The original title may be conjectured to have been:

'Σχεδιάσματα. Brief Lives, part ii.,'

and it possibly contained some letters, like those in the preceding volume, which made Wood think it was given to him.

On fol. 1, is a note describing the make-up of the volume:—

'Aubrey's Lives: fragments of part ii.—These scattered fragments collected and arranged by E. M. Sep. 1792.' A note (in Dr. Philip Bliss's hand?) says that E. M. is Edmund Malone.

In this, as in the other Aubrey MSS., Dr. Bliss has made several slight notes, both in pencil and ink, with a view to his edition.

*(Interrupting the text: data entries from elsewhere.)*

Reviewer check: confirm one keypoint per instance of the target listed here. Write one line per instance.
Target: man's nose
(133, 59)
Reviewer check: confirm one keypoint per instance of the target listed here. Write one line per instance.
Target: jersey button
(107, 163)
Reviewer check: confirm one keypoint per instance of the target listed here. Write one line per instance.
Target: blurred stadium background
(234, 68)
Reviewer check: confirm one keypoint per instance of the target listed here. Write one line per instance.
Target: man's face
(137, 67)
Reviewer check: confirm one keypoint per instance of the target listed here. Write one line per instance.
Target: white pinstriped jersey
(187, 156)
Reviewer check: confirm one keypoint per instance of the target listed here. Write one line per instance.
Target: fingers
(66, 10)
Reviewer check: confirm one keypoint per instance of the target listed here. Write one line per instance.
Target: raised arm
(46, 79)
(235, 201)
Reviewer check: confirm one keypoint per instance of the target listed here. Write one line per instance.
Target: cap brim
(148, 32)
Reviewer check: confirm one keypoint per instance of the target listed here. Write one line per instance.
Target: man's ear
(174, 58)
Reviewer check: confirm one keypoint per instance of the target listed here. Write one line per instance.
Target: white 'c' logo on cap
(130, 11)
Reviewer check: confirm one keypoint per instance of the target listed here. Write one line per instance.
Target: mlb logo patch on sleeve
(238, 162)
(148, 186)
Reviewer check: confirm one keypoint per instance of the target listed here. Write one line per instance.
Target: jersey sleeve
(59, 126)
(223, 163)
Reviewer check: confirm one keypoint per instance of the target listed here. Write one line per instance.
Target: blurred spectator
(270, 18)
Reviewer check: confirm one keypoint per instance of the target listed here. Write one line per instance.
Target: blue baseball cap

The mutilation of the MS. was the crime of Anthony Wood, to whom it had been sent. Two conjectures may be hazarded—either that Wood did this in order to paste the cuttings into his rough copy of his projected Athenae, and so save transcription; or, more probably, that he was so thoroughly alarmed by the threat of Lord Clarendon's prosecution of himself (Clark's Wood's Life and Times, iv. 1-46), that he destroyed the papers containing Aubrey's sharp reflections on various prominent personages[26]. But whatever the pretext, Aubrey was, naturally, very grieved at his unjustifiable conduct. In a letter to Wood, dated Sept. 2, 1694 (MS. Ballard 14, fol. 155), he writes:—

'You have cutt out a matter of 40 pages out of one of my volumnes, as also the index. Was ever any body so unkind?—And I remember you told me comeing from Hedington that there were some things in it that "would cutt my throat." I thought you so deare a friend that I might have entrusted my life in your hands and now your unkindnes doth almost break my heart.'

When Aubrey had the volume back in his own hands, he wrote in it[27] the following censure:—

'Ingratitude! This part the second Mr. Wood haz gelded from page [1] to page [44] and other pages[28] too are wanting wherein are contained trueths, but such as I entrusted nobody with the sight of but himselfe (whom I thought I might have entrusted with my life). There are severall papers that may cutt my throate. I find too late Memento diffidere was a saying worthy one of the sages. He hath also embezill'd the index of it—quod N. B. It was stitch't up when I sent it to him.